Josh Gattis told his players a story this week.

He recalled a time, three years ago, when his Penn State group sputtered out of the gate. The Nittany Lions lost by three to Pittsburgh early in the year, before traveling on the road and getting shellacked by Michigan, 49-10. They took that adversity and responded, ripping off nine straight wins en route to a Big Ten title and a Rose Bowl appearance.

The underlying parallels to this Wolverines group were clear: a talented team, a scuffle out of the gate, a sobering road loss, a moment of reflection. It is possible, the thinking goes, for this team to respond and make something of this year.

“Sometimes adversity is something that you never want to use to bond your guys together,” Gattis said Wednesday, “but it’s something that forms a bond.”

For Josh Gattis, crucially, that is where the 2016 Penn State parallels diverge. He is not a mere wide receivers coach. This is his offense. It has been from the moment he took the job.
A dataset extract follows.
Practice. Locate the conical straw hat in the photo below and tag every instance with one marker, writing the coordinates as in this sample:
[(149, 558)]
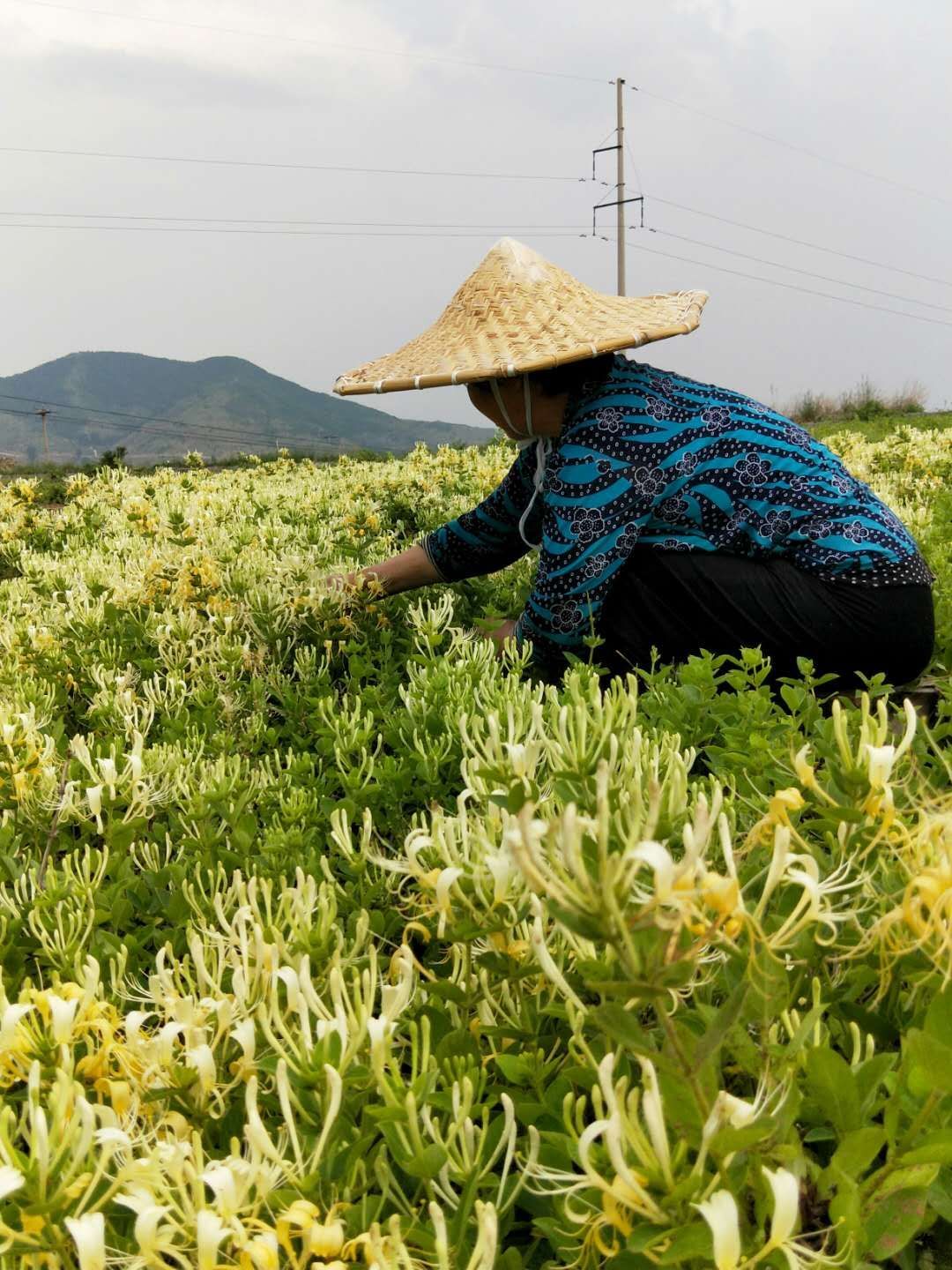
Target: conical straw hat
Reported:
[(519, 312)]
And with that comes the responsibility of its failures. 

“Being the guy that’s in charge, I hurt when I’m not able to see those guys have that success,” Gattis said. “I take it very personal just as (the players) take it personal.”

After three weeks, Gattis’ offense, expected to bring the dawn of a new era, has appeared to be some combination of ill-conceived and ill-prepared. The unit showed signs of vertical ability against Middle Tennessee State, but ultimately struggled to sustain consistency throughout the game. Against Army, the offense was suddenly devoid of the creativity it promised, hammering inside zone into oblivion. Last week against Wisconsin, the Wolverines failed to convert a third down for the first time since at least 1995. Through three weeks, Michigan is 116th of 130 teams in yards gained, 91st in points and 104th in offensive efficiency, according to ESPN. Nine turnovers haven’t helped, either.

But if you’ve watched any significant portion of the Wolverines’ first three games, you don’t need that empirical data to parse through what’s painfully obvious: This offense has been a mess.

The promised spread has turned into muddled ineptitude. The impending RPO cascade has bewildered its signal-caller, Shea Patterson, not to mention imperiled his health. All the while, the most talented weapons on the offense have been indisputably underutilized. To an untrained eye, Gattis appears to have outsmarted himself. The result is a unit that, even its own players say, has no discernible identity. 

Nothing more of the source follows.